TubeRMC: Tube-conditioned Reconstruction with Mutual Constraints for Weakly-supervised Spatio-Temporal Video Grounding¶
Conference: AAAI 2026 arXiv: 2511.10241 Code: None Area: Object Detection Keywords: Weakly-supervised spatio-temporal video grounding, tube reconstruction, vision-language alignment, mutual constraint learning, STVG
TL;DR¶
This paper proposes TubeRMC, a framework that generates text-conditioned candidate tubes and performs tube-conditioned reconstruction along temporal, spatial, and spatio-temporal dimensions, augmented by spatial-temporal mutual constraints to improve weakly-supervised spatio-temporal video grounding.
Background & Motivation¶
Spatio-temporal video grounding (STVG) aims to localize a spatio-temporal tube — a sequence of bounding boxes within a specified temporal interval — in an untrimmed video given a natural language query. This is a highly challenging task requiring complex vision-language understanding and spatio-temporal reasoning.
Existing fully-supervised methods (e.g., TubeDETR) rely on expensive tube-text annotations. To reduce annotation costs, weakly-supervised STVG (WSTVG) methods train using only video-text pairs, without bounding box or temporal annotations.
Core limitations of existing weakly-supervised methods:
Late-fusion paradigm limitations: Methods such as WINNER and VCMA follow a detect-then-match pipeline — generating tube proposals with unimodal detectors (e.g., Faster-RCNN) and subsequently matching them with text. Since tube generation is entirely independent of the text description, two critical issues arise: - Target identification failure: The detector cannot perceive the targets described in the text. - Tracking inconsistency: Cross-frame target identification is unstable.

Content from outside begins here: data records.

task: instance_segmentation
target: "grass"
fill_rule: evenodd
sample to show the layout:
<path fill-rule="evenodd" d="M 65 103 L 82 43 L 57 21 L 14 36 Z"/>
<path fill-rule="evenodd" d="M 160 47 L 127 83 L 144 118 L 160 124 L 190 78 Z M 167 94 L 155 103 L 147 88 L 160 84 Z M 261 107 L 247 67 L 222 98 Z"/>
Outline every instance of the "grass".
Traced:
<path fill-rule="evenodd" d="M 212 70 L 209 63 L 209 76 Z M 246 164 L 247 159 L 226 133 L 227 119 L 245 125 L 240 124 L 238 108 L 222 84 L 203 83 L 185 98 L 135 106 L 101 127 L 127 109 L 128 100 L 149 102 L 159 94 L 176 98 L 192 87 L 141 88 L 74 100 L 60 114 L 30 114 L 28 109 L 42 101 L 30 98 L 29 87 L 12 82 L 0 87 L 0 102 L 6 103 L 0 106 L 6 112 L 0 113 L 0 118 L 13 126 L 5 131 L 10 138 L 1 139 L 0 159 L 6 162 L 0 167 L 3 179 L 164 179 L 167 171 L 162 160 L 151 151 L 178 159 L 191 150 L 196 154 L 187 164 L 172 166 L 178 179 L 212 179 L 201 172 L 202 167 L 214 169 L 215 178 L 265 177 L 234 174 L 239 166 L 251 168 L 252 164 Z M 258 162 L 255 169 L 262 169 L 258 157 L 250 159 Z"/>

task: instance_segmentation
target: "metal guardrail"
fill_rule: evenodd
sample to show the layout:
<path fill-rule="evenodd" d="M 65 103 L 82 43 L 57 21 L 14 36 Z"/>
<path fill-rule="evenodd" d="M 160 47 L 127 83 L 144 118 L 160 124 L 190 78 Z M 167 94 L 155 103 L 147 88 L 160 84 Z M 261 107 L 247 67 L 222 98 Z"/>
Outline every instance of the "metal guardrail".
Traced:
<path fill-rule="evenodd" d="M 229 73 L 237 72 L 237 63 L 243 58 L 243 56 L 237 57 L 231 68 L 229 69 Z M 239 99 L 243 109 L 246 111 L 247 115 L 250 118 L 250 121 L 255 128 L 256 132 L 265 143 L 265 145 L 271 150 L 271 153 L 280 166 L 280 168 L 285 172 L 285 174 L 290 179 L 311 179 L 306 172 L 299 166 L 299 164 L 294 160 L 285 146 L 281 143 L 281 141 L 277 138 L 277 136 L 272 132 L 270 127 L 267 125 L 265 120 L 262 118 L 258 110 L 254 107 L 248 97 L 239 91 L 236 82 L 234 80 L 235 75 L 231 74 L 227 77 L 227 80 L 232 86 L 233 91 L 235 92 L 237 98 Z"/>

Infeasibility of directly concatenating frame-level results: Although pretrained visual grounding models (e.g., MDETR) can capture text-conditioned object localization, naively concatenating frame-level results to form a spatio-temporal tube is ineffective due to inconsistent cross-frame target identification and lack of spatio-temporal understanding.
Insufficiency of existing reconstruction methods: Existing weakly-supervised video temporal grounding methods (e.g., CNM, Kim2024) focus solely on temporal reconstruction, neglecting the spatial-textual correspondence.
Core insight: A tube that matches the target event should be capable of correctly reconstructing masked key phrases in the query sentence. As illustrated in Figure 1(b), a correct tube can reconstruct keywords such as "white man" and "sits down."
Method¶
Overall Architecture¶
The TubeRMC framework operates at three levels:
- Text-conditioned tube generation: A pretrained visual grounding model (MDETR) is used to extract frame-level cross-modal representations and spatial localization results.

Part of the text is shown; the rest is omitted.